Ketika hal ini dikatakan, Yang Mulia Mahā Moggallāna berkata kepada Yang Mulia Sāriputta: “Sebuah perumpamaan terpikirkan olehku, Sahabat Sāriputta.”—“Katakanlah, Sahabat Moggallāna.”—“Pada suatu ketika, Sahabat, aku sedang menetap di Bukit Benteng di Rājagaha. Pada suatu pagi, Aku merapikan jubah, dan dengan membawa mangkuk dan jubah luarku, Aku memasuki Rājagaha untuk menerima dana makanan. Pada saat itu Samīti si putra pembuat kereta sedang menghaluskan bagian lingkaran roda dan Ājīvaka Paṇḍuputta, putra pembuat kereta sebelumnya, berdiri di dekat sana. Kemudian pemikiran ini muncul dalam pikiran Ājīvaka Paṇḍuputta: ‘Oh semoga Samīti si putra pembuat kereta ini dapat menyerut lengkungan ini, jalinan ini, kerusakan ini, dari lingkaran roda ini sehingga tanpa lengkungan, jalinan, atau cacat, dan menjadi hanya terdiri dari inti kayu yang murni saja.’ Dan persis ketika pemikiran itu terlintas dalam pikirannya, pada saat yang sama Samitī si putra pembuat kereta menyerut lengkungan itu, jalinan itu, cacat itu, dari lingkaran roda itu. Kemudian Ājīvaka Paṇḍuputta, putra pembuat kereta sebelumnya, gembira dan ia mengungkapkan kegembiraannya: ‘Ia menyerutnya seolah-olah ia mengetahui hatiku dengan hatinya!’

“Demikian pula, Sahabat, ada orang-orang yang tidak berkeyakinan dan telah meninggalkan kehidupan rumah tangga menuju kehidupan tanpa rumah bukan karena keyakinan melainkan untuk mencari penghidupan, yang curang, pendusta, pengkhianat, angkuh, kosong, tinggi hati, berbicara kasar, berbicara lepas, indria-indria yang tidak terjaga, makan berlebihan, tidak menekuni keawasan, mengabaikan pertapaan, tidak menghargai latihan, hidup mewah, lengah, pemimpin dalam kemunduran, melalaikan keterasingan, malas, kekurangan kegigihan, tidak penuh perhatian, tidak penuh kewaspadaan, tidak terkonsentrasi, dengan pikiran-pikiran mengembara, tanpa kebijaksanaan, pembual.
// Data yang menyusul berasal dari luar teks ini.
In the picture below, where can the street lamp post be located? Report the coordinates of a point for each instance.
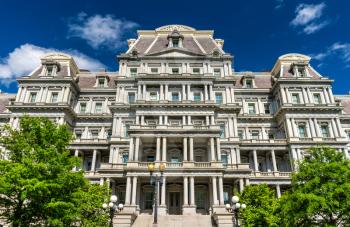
(156, 181)
(113, 208)
(235, 207)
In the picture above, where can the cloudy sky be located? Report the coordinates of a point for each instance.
(256, 32)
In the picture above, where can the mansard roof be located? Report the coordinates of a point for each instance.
(4, 101)
(154, 41)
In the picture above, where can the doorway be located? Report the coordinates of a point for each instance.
(174, 203)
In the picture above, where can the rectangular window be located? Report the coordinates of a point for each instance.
(175, 70)
(249, 84)
(255, 134)
(32, 97)
(240, 134)
(175, 43)
(251, 108)
(217, 72)
(324, 131)
(197, 97)
(98, 107)
(153, 96)
(54, 97)
(82, 108)
(222, 131)
(78, 134)
(218, 98)
(302, 131)
(127, 127)
(301, 72)
(154, 70)
(295, 98)
(94, 134)
(133, 72)
(175, 96)
(131, 97)
(125, 158)
(267, 108)
(49, 70)
(196, 70)
(317, 98)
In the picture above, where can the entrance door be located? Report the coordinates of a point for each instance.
(174, 203)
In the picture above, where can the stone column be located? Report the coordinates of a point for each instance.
(161, 92)
(278, 190)
(137, 147)
(93, 164)
(158, 150)
(185, 191)
(163, 192)
(211, 93)
(192, 190)
(205, 92)
(191, 149)
(185, 149)
(218, 148)
(273, 157)
(317, 128)
(134, 188)
(221, 191)
(127, 191)
(241, 185)
(164, 146)
(131, 149)
(215, 193)
(212, 149)
(255, 158)
(334, 128)
(183, 92)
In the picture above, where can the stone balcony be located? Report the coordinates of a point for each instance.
(259, 174)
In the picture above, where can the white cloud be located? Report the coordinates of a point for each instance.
(279, 4)
(340, 50)
(308, 16)
(314, 27)
(26, 58)
(101, 31)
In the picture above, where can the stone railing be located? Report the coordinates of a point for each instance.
(120, 166)
(271, 174)
(237, 166)
(174, 164)
(202, 164)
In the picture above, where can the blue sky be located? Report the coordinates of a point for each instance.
(256, 32)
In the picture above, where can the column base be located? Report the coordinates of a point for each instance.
(162, 210)
(189, 209)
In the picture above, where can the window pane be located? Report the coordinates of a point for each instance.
(218, 98)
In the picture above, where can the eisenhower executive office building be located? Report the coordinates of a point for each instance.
(177, 100)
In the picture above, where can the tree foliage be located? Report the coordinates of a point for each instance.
(261, 204)
(320, 193)
(37, 184)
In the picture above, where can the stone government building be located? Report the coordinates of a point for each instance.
(176, 99)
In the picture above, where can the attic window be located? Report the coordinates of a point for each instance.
(301, 72)
(175, 43)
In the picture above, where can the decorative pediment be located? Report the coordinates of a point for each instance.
(175, 52)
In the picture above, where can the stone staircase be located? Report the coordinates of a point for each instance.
(146, 220)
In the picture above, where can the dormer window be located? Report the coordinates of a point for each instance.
(101, 82)
(175, 43)
(49, 70)
(249, 83)
(196, 70)
(133, 72)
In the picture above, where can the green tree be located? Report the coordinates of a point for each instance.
(261, 203)
(320, 193)
(37, 184)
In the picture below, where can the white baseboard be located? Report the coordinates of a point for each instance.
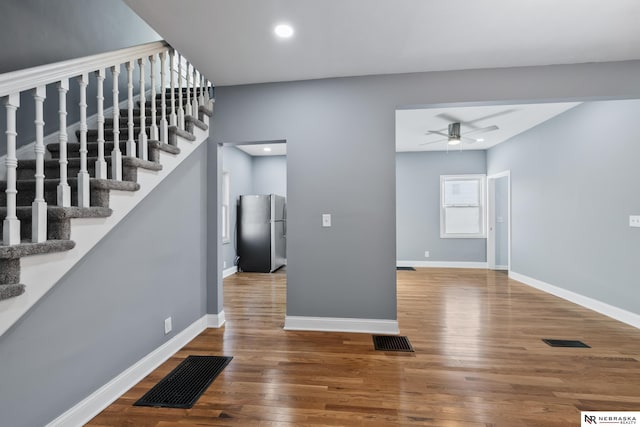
(229, 271)
(339, 324)
(91, 406)
(41, 272)
(215, 320)
(442, 264)
(616, 313)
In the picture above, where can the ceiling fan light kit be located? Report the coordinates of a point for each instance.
(453, 136)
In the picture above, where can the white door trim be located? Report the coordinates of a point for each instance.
(491, 215)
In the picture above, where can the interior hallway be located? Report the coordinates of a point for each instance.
(478, 361)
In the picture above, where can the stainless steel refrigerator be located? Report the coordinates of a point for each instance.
(261, 233)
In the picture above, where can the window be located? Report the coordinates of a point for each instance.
(462, 207)
(226, 221)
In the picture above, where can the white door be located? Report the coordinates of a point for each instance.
(499, 221)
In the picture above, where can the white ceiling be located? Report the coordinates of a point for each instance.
(412, 126)
(279, 149)
(232, 42)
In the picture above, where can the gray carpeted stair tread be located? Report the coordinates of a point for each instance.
(74, 147)
(10, 291)
(143, 164)
(75, 162)
(27, 248)
(59, 212)
(51, 183)
(197, 122)
(164, 147)
(183, 133)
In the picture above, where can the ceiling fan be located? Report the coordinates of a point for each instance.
(454, 137)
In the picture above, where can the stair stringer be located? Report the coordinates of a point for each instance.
(40, 273)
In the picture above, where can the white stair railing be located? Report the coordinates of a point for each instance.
(11, 224)
(64, 191)
(142, 136)
(154, 124)
(188, 111)
(101, 164)
(180, 108)
(164, 126)
(83, 174)
(116, 154)
(39, 205)
(183, 74)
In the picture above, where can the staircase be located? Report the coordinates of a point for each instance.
(62, 201)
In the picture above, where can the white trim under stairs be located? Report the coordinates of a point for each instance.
(340, 324)
(442, 264)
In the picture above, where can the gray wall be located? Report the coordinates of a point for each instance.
(38, 32)
(269, 175)
(44, 31)
(574, 184)
(502, 221)
(108, 312)
(418, 204)
(341, 160)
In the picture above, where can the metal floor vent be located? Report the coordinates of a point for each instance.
(392, 343)
(182, 387)
(565, 343)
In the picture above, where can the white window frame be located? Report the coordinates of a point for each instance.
(225, 211)
(481, 205)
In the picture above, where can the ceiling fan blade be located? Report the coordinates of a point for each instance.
(433, 142)
(448, 117)
(482, 130)
(437, 132)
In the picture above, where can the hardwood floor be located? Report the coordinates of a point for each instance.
(478, 361)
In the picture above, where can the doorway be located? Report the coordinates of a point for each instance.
(499, 221)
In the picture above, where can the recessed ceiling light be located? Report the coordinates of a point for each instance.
(283, 31)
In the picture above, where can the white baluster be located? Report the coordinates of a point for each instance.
(11, 223)
(142, 136)
(152, 103)
(180, 107)
(201, 99)
(211, 99)
(194, 102)
(83, 174)
(173, 120)
(188, 111)
(116, 154)
(206, 93)
(101, 164)
(64, 191)
(39, 205)
(131, 143)
(164, 131)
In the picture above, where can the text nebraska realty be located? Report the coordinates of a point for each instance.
(611, 419)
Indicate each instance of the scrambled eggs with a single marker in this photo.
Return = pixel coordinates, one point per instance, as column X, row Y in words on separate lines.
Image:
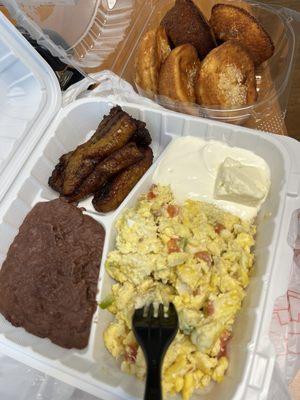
column 197, row 257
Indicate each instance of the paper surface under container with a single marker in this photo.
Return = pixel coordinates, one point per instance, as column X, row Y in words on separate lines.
column 93, row 369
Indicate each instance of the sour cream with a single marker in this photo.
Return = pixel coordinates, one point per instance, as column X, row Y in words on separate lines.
column 191, row 167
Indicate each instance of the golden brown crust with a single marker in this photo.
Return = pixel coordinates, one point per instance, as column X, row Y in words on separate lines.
column 227, row 77
column 178, row 74
column 147, row 63
column 153, row 50
column 113, row 194
column 234, row 23
column 163, row 45
column 185, row 23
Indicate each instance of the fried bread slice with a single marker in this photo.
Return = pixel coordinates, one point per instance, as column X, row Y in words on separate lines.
column 153, row 49
column 178, row 74
column 185, row 23
column 234, row 23
column 227, row 77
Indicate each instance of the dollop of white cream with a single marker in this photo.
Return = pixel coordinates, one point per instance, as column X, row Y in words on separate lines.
column 192, row 165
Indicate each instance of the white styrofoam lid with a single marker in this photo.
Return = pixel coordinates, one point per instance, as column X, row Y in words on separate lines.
column 30, row 97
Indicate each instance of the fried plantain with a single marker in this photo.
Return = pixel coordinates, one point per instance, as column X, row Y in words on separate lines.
column 227, row 77
column 234, row 23
column 185, row 23
column 114, row 132
column 56, row 180
column 105, row 170
column 141, row 136
column 178, row 74
column 112, row 194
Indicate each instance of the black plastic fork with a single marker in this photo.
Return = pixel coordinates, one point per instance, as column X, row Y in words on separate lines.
column 155, row 334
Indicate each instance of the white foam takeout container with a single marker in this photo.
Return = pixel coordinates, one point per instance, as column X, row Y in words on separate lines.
column 35, row 131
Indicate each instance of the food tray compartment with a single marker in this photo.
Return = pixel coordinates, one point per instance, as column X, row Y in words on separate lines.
column 93, row 369
column 28, row 91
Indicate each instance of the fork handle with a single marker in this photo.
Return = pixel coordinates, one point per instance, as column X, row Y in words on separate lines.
column 153, row 382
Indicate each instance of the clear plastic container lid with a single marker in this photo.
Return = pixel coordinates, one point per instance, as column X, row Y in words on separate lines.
column 95, row 35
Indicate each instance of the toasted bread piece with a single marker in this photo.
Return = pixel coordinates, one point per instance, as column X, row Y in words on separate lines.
column 234, row 23
column 147, row 63
column 227, row 77
column 178, row 74
column 153, row 50
column 185, row 23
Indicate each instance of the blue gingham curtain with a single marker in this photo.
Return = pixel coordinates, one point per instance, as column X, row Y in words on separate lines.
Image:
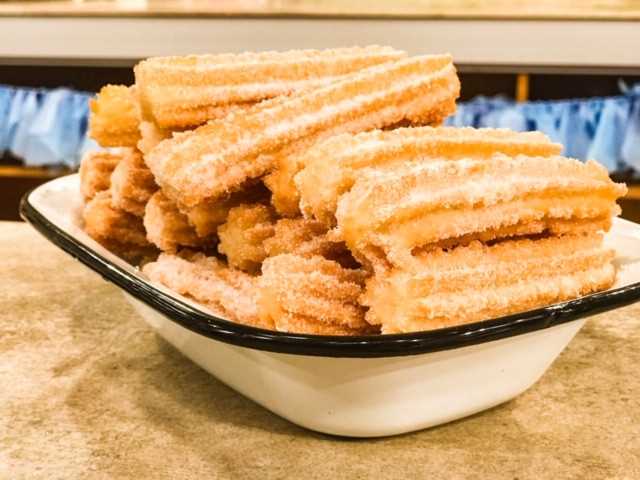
column 48, row 127
column 44, row 127
column 605, row 129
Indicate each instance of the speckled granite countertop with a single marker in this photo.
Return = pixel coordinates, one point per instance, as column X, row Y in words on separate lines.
column 88, row 391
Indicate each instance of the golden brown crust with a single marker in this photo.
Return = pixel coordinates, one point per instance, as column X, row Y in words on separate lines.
column 331, row 167
column 117, row 230
column 218, row 158
column 168, row 228
column 132, row 184
column 181, row 92
column 114, row 117
column 311, row 295
column 243, row 235
column 228, row 293
column 477, row 282
column 413, row 205
column 95, row 172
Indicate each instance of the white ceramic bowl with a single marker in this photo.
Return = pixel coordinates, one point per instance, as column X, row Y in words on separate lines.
column 354, row 386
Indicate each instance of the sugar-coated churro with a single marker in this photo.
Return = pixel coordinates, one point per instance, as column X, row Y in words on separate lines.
column 117, row 230
column 331, row 167
column 132, row 183
column 168, row 228
column 228, row 293
column 218, row 158
column 391, row 213
column 477, row 282
column 311, row 295
column 96, row 168
column 114, row 117
column 243, row 235
column 179, row 92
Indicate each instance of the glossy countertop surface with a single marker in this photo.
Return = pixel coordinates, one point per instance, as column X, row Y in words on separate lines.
column 89, row 391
Yang Mulia Sāriputta dengan khotbahnya tentang Dhamma menghaluskan cacat-cacat mereka seolah-olah ia mengetahui hatiku dengan hatinya!
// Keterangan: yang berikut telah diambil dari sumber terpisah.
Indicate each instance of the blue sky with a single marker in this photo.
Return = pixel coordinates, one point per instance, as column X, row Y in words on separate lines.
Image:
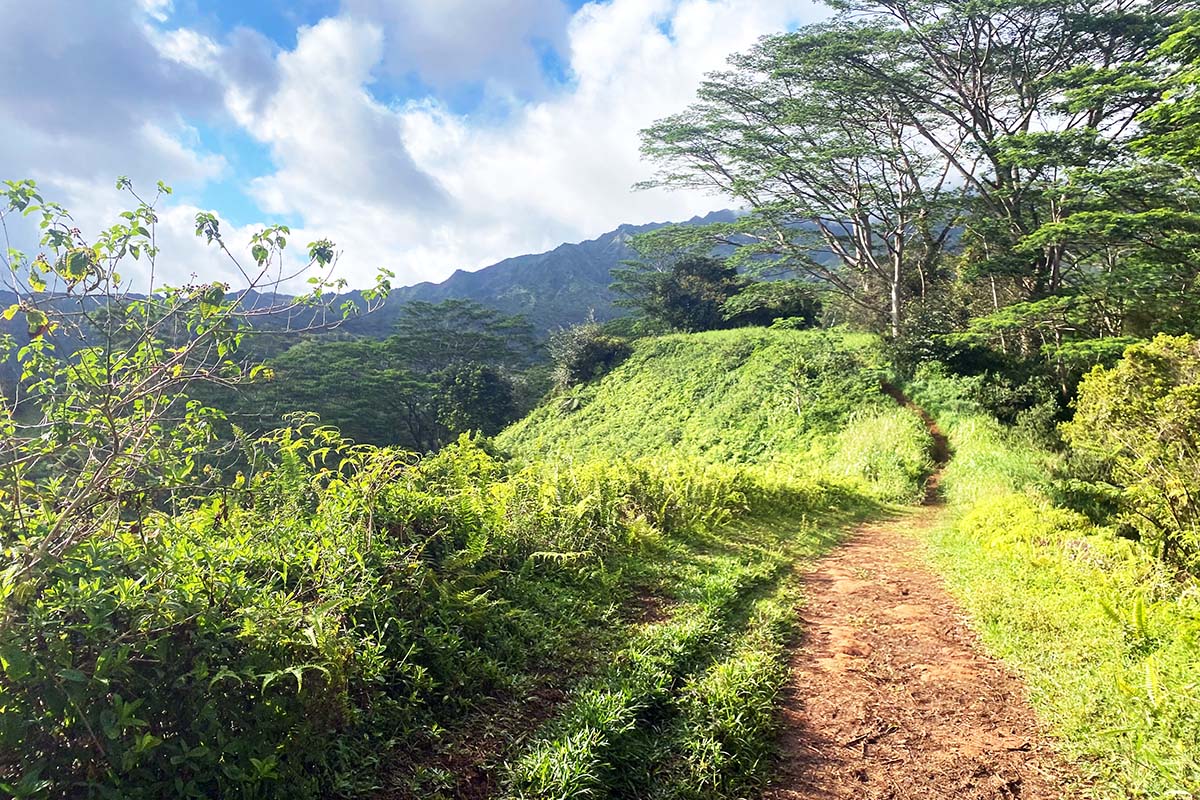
column 424, row 136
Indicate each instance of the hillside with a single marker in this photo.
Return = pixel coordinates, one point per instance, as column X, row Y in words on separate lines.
column 809, row 401
column 351, row 591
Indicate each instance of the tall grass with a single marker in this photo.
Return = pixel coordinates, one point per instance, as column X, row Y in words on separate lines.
column 1107, row 641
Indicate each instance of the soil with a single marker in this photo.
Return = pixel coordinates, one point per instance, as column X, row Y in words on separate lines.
column 891, row 693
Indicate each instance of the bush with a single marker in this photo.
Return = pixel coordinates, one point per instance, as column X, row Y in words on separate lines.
column 763, row 302
column 1140, row 423
column 263, row 643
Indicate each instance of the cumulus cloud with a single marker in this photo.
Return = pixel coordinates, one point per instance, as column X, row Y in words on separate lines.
column 424, row 190
column 454, row 41
column 413, row 185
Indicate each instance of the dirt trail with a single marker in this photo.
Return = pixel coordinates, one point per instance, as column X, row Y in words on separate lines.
column 891, row 695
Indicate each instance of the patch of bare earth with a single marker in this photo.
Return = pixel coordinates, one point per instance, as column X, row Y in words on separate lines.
column 891, row 695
“Tetapi terdapat para anggota keluarga yang telah meninggalkan keduniawian karena keyakinan dari kehidupan rumah tangga menuju kehidupan tanpa rumah, yang tidak curang, bukan pendusta, bukan pengkhianat, tidak angkuh, tidak kosong, tidak pongah, tidak berbicara kasar, dan tidak berbicara lepas; yang indria-indrianya terjaga, makan secukupnya, menekuni keawasan, mementingkan pertapaan, sangat menghargai latihan, tidak hidup mewah dan tidak lengah, tekun menghindari kemunduran, pemimpin dalam keterasingan, bersemangat, teguh, kokoh dalam perhatian, waspada sepenuhnya, terkonsentrasi, dengan pikiran terpusat, memiliki kebijaksanaan, bukan pembual. Orang-orang ini, setelah mendengarkan khotbah dari Yang Mulia Sāriputta tentang Dhamma, meminumnya dan memakannya, sebagaimana seharusnya, melalui kata dan pikiran. Sungguh baik bahwa ia telah membantu teman-temannya dalam kehidupan suci untuk keluar dari kondisi tidak bermanfaat dan mengokohkan mereka dalam kondisi yang bermanfaat.
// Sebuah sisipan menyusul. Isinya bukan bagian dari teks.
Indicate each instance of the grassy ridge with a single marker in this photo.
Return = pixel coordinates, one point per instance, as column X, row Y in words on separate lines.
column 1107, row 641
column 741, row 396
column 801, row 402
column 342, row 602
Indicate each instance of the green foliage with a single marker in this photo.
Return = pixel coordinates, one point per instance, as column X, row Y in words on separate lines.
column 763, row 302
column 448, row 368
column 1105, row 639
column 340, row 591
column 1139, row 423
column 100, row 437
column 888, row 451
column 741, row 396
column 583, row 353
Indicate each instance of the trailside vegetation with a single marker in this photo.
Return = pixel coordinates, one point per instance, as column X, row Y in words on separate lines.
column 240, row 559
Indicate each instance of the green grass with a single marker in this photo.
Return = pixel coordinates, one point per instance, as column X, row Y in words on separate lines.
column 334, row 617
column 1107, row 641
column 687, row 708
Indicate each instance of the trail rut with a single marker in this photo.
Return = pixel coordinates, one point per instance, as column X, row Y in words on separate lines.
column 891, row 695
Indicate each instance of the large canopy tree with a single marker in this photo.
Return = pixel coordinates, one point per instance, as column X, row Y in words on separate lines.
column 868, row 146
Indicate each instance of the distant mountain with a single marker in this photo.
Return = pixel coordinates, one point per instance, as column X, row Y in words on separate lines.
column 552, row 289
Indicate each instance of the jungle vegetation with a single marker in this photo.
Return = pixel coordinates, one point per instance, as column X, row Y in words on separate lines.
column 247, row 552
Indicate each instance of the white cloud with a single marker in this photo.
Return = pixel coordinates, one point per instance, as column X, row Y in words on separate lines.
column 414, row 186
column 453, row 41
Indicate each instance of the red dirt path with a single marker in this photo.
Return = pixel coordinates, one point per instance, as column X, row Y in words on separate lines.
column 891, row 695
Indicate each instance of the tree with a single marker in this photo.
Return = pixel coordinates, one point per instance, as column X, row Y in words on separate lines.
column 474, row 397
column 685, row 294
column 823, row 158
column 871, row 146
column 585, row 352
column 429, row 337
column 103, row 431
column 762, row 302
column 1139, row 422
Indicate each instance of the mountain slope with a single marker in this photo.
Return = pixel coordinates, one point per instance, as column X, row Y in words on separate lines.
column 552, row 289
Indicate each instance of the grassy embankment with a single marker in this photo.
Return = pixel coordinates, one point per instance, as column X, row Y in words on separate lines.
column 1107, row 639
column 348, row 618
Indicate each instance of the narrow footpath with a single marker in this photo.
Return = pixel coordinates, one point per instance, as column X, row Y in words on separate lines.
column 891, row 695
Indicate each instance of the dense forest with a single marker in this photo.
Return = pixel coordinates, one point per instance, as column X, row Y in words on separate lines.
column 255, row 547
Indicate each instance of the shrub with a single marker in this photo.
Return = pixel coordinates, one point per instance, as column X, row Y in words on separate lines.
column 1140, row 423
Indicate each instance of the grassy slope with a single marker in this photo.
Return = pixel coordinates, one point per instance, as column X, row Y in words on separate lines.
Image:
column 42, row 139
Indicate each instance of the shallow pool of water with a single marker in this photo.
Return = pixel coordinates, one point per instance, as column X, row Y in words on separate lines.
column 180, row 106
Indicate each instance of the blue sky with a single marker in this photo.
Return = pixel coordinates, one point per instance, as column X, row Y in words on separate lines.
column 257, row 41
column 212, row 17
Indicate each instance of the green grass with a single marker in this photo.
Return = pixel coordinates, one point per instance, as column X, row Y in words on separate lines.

“Seperti halnya seorang perempuan—atau seorang laki-laki—muda, belia, menyukai hiasan, setelah mencuci kepalanya, setelah menerima kalung bunga teratai, melati, atau mawar, akan mengambilnya dengan kedua tangan dan meletakkannya di kepala, demikian pula terdapat para anggota keluarga yang telah meninggalkan keduniawian karena keyakinan … bukan pembual. Orang-orang ini, setelah mendengarkan khotbah dari Yang Mulia Sāriputta tentang Dhamma, meminumnya dan memakannya, sebagaimana seharusnya, melalui kata dan pikiran. Sungguh baik bahwa ia telah membantu teman-temannya dalam kehidupan suci untuk keluar dari kondisi tidak bermanfaat dan mengokohkan mereka dalam kondisi yang bermanfaat.”

Demikianlah kedua orang besar itu saling bergembira mendengarkan kata-kata baik satu sama lain.